Users of Google developer tools will get the first glimpse of the cloud provider's next large language model, Gemini 2.0, as an experimental Flash version appears this month in Google AI Studio and the Gemini API.

Gemini 2.0 Flash will have three important new capabilities: additional output modalities, including audio and images; as well as support for native tool usage, which means the model understands how to use tools in a multi-stage workflow and what tools are beneficial to use when. Finally, the new Gemini model will feature a new multimodal bidirectional API that can output audio or text in an immediate response to audio or video prompts.

An experimental version of Gemini 2.0 Flash is now available in Google AI Studio and Gemini APIs. If Gemini 2.0 follows a similar roadmap to Gemini 1.0 and 1.5, a higher-scale Pro version will eventually follow. The new Gemini model already outperforms Gemini 1.5 Flash and Pro on standard benchmarks for AI accuracy at twice the speed, according to Google officials.

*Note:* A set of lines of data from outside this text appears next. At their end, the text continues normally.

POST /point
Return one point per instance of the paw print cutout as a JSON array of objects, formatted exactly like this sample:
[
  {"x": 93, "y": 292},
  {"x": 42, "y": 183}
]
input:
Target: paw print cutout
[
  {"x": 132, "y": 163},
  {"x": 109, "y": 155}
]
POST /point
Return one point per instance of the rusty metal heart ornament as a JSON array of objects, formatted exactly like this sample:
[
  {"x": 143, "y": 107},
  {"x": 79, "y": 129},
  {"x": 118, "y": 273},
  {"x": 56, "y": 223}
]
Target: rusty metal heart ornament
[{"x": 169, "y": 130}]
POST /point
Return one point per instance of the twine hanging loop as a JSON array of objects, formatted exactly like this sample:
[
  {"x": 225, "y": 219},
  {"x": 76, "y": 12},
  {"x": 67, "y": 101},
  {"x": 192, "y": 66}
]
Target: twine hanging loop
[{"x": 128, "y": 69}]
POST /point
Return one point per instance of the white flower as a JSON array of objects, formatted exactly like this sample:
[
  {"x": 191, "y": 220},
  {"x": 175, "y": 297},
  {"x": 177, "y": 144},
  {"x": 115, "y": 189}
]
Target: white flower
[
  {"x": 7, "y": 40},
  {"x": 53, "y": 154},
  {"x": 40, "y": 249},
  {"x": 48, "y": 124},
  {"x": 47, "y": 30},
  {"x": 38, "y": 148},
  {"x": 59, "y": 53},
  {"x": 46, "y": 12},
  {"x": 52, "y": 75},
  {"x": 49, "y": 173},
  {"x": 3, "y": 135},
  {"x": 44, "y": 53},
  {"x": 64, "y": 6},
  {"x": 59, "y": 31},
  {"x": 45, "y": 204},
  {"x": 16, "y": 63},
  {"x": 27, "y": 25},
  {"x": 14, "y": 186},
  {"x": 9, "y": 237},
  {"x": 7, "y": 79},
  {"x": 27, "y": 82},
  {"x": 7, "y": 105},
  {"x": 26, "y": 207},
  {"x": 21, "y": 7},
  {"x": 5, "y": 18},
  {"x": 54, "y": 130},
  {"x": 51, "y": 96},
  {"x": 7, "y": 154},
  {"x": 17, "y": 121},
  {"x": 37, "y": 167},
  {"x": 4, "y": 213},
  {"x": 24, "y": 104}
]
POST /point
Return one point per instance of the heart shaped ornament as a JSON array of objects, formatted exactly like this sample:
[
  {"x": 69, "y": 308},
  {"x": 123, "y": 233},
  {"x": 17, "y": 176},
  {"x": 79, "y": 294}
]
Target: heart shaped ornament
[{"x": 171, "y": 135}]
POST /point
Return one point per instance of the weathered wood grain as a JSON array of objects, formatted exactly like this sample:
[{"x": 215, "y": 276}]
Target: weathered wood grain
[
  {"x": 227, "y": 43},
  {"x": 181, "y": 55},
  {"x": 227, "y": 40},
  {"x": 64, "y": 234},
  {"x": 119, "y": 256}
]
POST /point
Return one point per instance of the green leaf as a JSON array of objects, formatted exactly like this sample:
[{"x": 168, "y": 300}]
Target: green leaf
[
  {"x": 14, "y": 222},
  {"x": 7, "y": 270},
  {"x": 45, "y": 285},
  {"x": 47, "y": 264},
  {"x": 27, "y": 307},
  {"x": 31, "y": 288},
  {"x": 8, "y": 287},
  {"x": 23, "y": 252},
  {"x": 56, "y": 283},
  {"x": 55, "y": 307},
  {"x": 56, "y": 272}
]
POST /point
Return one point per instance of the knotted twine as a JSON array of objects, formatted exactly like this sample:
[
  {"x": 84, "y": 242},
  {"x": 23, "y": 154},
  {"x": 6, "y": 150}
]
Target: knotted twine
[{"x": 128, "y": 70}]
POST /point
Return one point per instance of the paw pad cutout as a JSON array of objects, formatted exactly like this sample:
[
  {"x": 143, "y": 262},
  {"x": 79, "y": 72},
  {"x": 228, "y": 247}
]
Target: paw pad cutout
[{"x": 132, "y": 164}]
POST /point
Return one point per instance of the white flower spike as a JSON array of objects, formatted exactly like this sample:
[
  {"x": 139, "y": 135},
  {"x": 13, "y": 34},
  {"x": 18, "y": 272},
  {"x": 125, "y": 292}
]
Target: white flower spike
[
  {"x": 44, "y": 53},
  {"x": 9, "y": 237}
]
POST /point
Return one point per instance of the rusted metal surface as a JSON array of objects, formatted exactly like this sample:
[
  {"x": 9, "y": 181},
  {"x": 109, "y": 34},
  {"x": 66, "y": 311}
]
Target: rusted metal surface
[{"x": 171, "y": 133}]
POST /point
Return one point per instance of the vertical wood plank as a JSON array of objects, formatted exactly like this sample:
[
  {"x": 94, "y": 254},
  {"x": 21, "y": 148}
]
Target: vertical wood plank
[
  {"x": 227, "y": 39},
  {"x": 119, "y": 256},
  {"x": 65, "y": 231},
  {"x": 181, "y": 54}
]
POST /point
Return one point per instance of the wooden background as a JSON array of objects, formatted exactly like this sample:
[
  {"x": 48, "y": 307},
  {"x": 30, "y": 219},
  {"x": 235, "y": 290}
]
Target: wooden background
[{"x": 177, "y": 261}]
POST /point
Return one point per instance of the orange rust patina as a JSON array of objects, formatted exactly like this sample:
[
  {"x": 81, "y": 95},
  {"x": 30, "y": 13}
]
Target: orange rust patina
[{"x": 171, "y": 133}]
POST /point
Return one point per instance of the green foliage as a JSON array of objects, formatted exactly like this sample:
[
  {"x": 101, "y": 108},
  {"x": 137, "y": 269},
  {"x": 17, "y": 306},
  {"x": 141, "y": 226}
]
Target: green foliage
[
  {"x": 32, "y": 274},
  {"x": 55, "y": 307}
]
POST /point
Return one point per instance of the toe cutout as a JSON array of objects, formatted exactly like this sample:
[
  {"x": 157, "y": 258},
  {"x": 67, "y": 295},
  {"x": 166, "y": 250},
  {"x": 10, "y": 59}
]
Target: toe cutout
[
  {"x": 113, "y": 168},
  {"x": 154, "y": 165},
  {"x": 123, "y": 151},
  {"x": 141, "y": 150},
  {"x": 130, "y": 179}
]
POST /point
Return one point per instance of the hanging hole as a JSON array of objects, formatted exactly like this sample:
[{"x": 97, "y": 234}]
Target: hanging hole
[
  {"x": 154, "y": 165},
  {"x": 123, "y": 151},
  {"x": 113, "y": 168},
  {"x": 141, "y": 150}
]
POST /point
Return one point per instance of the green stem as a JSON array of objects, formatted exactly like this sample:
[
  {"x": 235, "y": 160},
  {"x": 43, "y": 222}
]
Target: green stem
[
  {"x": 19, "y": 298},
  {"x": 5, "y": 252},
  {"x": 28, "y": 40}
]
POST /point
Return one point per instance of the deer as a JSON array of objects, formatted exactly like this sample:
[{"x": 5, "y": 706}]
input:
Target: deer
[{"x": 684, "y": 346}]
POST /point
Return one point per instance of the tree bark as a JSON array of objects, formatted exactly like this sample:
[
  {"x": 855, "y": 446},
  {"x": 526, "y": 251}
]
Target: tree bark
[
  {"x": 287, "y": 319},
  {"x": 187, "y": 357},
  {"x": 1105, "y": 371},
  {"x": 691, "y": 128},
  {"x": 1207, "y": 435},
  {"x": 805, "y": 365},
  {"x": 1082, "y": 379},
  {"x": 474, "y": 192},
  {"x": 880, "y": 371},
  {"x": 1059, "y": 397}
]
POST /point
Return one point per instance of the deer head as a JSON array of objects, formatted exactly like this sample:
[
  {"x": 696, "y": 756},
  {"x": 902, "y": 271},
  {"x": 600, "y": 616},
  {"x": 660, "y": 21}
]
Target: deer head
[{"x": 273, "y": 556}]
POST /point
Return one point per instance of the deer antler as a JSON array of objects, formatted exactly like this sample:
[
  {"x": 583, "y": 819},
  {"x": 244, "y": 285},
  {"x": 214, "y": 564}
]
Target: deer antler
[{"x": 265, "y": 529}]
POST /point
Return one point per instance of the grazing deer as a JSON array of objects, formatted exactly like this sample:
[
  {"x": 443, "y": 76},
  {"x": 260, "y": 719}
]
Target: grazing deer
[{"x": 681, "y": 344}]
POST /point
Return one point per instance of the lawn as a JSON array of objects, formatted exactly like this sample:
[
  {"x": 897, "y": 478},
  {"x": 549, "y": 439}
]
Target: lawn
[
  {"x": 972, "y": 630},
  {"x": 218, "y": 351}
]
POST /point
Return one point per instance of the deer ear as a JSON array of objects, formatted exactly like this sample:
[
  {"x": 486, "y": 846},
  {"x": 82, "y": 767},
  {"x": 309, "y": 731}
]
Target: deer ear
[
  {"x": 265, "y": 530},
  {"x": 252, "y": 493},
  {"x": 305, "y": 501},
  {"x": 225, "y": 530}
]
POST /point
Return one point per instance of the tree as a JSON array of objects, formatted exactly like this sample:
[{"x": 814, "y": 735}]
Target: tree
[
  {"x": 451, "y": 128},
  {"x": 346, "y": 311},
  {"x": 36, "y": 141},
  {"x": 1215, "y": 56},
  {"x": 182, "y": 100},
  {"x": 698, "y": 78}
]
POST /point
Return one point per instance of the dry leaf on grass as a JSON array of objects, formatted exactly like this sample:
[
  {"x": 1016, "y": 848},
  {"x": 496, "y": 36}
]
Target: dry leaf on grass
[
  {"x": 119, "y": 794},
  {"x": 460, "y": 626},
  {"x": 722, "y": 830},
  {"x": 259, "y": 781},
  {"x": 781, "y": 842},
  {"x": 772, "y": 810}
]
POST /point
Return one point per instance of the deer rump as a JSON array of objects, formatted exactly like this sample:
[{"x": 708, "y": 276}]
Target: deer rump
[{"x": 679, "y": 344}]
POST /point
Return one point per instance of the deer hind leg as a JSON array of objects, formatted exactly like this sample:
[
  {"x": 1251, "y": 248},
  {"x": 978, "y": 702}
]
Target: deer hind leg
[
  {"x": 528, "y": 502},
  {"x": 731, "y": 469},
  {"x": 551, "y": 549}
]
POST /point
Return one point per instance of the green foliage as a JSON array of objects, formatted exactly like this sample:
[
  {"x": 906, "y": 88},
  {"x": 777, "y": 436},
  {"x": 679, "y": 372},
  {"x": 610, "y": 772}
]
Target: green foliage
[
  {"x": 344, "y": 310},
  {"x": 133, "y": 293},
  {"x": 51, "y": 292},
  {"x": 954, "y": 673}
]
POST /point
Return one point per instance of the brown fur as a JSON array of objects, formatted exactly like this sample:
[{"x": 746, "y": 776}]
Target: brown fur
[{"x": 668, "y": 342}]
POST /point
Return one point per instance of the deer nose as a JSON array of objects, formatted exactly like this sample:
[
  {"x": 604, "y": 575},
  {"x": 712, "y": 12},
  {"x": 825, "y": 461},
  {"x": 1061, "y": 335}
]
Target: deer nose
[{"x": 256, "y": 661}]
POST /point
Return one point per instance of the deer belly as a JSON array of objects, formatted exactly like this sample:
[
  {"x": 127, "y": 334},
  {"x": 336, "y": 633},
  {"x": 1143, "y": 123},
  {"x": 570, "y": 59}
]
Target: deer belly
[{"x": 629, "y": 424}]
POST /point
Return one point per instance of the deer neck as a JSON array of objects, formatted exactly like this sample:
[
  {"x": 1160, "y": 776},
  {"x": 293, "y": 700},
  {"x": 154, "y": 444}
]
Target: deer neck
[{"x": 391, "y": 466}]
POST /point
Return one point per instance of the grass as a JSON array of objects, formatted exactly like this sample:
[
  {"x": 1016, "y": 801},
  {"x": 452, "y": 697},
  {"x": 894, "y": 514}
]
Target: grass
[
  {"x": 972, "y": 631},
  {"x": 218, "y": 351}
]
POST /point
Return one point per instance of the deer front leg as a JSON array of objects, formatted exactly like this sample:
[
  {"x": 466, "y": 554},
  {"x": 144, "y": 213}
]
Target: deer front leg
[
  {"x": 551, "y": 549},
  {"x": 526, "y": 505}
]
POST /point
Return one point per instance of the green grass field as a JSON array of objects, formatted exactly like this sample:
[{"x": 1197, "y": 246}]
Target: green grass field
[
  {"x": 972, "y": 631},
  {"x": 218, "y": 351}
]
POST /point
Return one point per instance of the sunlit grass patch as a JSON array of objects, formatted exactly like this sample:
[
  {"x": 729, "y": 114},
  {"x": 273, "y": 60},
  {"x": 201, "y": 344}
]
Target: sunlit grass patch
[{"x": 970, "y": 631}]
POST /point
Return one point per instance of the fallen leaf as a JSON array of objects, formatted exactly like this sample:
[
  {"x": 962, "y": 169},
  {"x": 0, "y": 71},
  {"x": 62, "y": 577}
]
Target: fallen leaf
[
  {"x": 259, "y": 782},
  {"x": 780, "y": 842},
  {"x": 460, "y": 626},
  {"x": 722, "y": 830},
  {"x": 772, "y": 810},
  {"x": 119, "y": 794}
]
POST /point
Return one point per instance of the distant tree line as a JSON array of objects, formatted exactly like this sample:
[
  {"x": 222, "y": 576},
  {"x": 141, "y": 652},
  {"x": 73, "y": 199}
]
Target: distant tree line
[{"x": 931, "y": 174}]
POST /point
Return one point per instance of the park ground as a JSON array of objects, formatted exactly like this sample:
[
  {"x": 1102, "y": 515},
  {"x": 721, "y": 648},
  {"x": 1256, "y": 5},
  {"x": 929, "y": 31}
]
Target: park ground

One user of Google's Vertex AI Studio, which will get access to Gemini 2.0 Flash via the Gemini API, said he's interested in testing out the new features, especially since they're becoming available in the manageably sized Flash version.

"What stands out is the emphasis on their Flash model, which is efficient and fast," said David Strauss, CTO at WebOps service provider Pantheon. "Most industry announcements focus on frontier models, which are great for showing the limits of AI capability but are inefficient to run at scale."

Google officials declined to disclose pricing for the new model. If Gemini 2.0 follows Gemini 1.5's development, Gemini 2.0 Flash would eventually become available as part of Google's free AI offerings, Strauss said.

Audio and video output from the new Gemini model, which previously supported only text responses, will allow developers to create new AI-driven application interfaces, such as voice-enabled assistants with visual aids. It will also be able to generate a mix of text and images in response to voice commands. These outputs will be "steerable," meaning developers can build on and refine outputs using conversational natural language.

Google product managers demonstrated the new Gemini model during a press briefing this week, conducting short audio and video conversations with the model to prompt various audio and text responses, including the text of a recipe with embedded AI-generated images.

Multimodal support within a single large language model (LLM) is still relatively rare, said Andy Thurai, an analyst at Constellation Research.

"The same model can understand text, code, audio, etc., and output different modalities based on need" with Gemini 2.0 Flash, he said. "Most other offerings do model switching based on need. While that is not a big deal, as a model gateway can … route requests to an appropriate model, for enterprises that strictly use one vetted model, this can be useful."